Under John Lafferty's leadership, the USCIS Asylum Division demonstrated a troubling lack of transparency by attempting to delete crucial asylum training documents. Rather than preserving and archiving these important materials for accountability and future reference, Lafferty's administration sought to erase them from the record.
USCIS REMOVED ASYLUM TRAINING DOCUMENTS FROMWEBSITE AT DIRECTION OF TOP BRASS
"In answer to our first question who initiated the removal? The records turned over under FOIA show that USCIS' training materials, which had been public for years, were in fact removed at the explicit direction of the Asylum Division's top official. Even as that official, John Lafferty, acknowledged that the materials were of significant public interest, correspondence shows he rebuffed his own staff's suggestion to archive them. USCIS personnel also took steps to ensure that they wouldn't show up in search results.
Lafferty's order came through a deputy, Arthur Hale, on April 4, 2017. "Per John's direction, we request that the information on the Asylum Division Training Programs page of the USCIS website be removed as soon as practicable," Hale wrote, in a message to another staffer, Alexandra Grammer. Hale initially offered no reason for the removal.
The next morning, Grammer replied to Hale, copying Lafferty. She suggested the page in question could be archived rather than removed "so it would still be available" but located "in a separate section of the web." Moving the page into an archive would add a banner that would indicate that the documents were "out of date and not being updated," Grammer explained.
Lafferty himself rejected Grammer's archiving suggestion a little less than an hour later.

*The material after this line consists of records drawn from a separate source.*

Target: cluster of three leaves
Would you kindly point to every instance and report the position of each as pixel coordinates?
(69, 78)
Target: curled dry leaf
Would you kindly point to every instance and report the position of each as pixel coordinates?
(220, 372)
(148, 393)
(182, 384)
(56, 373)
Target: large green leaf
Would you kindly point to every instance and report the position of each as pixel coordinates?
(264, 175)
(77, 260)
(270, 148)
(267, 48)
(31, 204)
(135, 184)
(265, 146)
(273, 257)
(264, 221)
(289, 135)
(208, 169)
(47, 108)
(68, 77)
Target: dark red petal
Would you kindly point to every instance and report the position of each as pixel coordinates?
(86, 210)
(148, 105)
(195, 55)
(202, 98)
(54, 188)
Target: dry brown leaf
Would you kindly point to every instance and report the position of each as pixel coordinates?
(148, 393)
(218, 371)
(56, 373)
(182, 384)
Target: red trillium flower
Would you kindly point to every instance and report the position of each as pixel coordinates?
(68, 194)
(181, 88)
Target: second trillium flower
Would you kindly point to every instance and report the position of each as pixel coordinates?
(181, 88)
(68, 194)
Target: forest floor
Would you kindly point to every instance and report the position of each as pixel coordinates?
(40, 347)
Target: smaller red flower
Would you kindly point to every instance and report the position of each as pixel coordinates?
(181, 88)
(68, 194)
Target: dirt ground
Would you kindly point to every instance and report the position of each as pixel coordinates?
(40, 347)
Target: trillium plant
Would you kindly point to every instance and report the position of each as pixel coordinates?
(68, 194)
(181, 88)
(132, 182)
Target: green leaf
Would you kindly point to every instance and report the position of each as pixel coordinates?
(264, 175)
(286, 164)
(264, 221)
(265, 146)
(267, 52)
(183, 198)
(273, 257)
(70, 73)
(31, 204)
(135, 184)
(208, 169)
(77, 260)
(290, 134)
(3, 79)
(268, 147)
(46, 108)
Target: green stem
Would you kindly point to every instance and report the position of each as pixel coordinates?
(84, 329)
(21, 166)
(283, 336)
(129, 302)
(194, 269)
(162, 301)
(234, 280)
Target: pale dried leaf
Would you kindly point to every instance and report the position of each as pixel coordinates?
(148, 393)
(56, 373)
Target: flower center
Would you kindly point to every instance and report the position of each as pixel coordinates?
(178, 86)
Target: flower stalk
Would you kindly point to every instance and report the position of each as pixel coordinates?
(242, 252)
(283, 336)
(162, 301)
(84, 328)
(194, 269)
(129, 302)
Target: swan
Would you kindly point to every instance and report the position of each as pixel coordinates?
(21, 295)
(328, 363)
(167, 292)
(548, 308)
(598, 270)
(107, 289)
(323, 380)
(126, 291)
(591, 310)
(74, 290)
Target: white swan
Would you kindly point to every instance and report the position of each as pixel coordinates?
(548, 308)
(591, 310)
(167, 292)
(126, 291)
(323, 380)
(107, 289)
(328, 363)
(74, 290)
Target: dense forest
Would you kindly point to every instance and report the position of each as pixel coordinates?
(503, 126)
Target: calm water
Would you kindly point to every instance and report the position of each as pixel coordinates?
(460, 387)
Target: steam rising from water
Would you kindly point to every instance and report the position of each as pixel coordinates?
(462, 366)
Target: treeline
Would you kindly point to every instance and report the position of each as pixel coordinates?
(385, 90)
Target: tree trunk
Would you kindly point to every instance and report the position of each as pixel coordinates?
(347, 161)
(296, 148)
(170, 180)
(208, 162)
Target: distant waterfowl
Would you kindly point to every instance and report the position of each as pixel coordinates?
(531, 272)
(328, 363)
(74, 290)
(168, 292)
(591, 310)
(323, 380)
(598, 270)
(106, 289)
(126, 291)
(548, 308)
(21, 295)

"I would prefer that the items be deleted completely, rather than archived," he wrote. In the same email, Lafferty also requested that a sentence reading "most of the Asylum Division's training materials are available to the public" be removed from the website.
While Lafferty would write in a subsequent email that, in his view, "most of these [materials] are seriously obsolete," he also seemed to acknowledge what experts told us when we first documented the removals; even the older materials were of significant interest to the public, and were likely to be the subject of frequent FOIA requests.
"I fully anticipate that the Lesson Plans are requested so often that they will end up in FOIA's Electronic Reading Room, "Lafferty wrote."